Our backs are aching from an uncomfortable makeshift desk and the strain of lifting a toddler more than our muscles are used to. We’re suffering from anxiety that’s become a constant physical feature. We’ve struck the balance on working and parenting for the time being but we’re knackered constantly and it’s not sustainable. Our daughter misses her friends at nursery and is upset that she’s not allowed in the playground because “they’re cleaning it for us”. We fall into bed at 9pm every night, absolutely exhausted. But our mindset means we feel less like we’re failing constantly and more like we’re doing our best given the circumstances. These are first-world problems, I know.

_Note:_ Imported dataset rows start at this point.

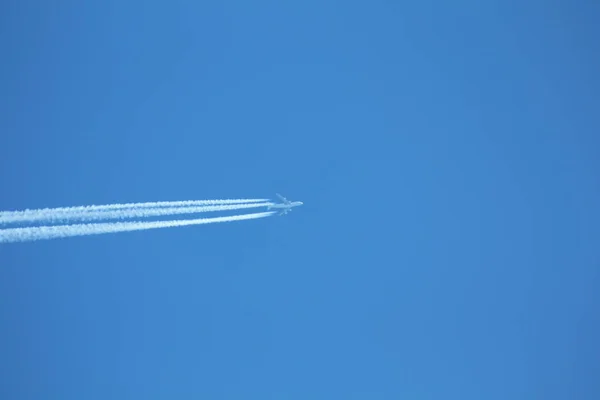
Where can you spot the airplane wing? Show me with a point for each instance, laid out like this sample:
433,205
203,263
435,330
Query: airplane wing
286,201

I used to feel envious of my non working parent, childless friends on lockdown; those who talked about using this time to take up new hobbies, read loads of books and watch Games of Thrones again from the beginning. But I know that this lockdown is just as difficult for them. Mental health issues, loneliness and hectic work schedules are all common amongst friends who don’t have kids.
Our daughter gives us a reason to get up each day, stay positive, keep motivated and feel focused. She makes us laugh all the time and we go out of our way to do the same for her. We’ve realised that she picks up on our moods and absorbs these into her own, so we have a powerful incentive to stay upbeat. But she sees us cry with frustration or exhaustion sometimes too and we hope she’s learning compassion and realism from this. She keeps us so busy that the days fly by and she astounds us with her knowledge, kindness, energy and the ability to talk non-stop about everything from the weather to her favourite foods, books and toys. It’s like living with a miniature David Attenborough who is passionate about absolutely everything she sees!
We’ve learned how to slow down and appreciate our safe home and solid family unit. And gained a new appreciation of what really matters when balancing work and family – that there can be a place for both. But we need to stop putting so much pressure on ourselves.
The Coronavirus situation is scary, uncertain and completely unprecedented. But with any luck, we’ll come out of this as a kinder, grateful, more present working parent with realistic expectations on ourselves. And we’ll be absolute pros at washing our hands!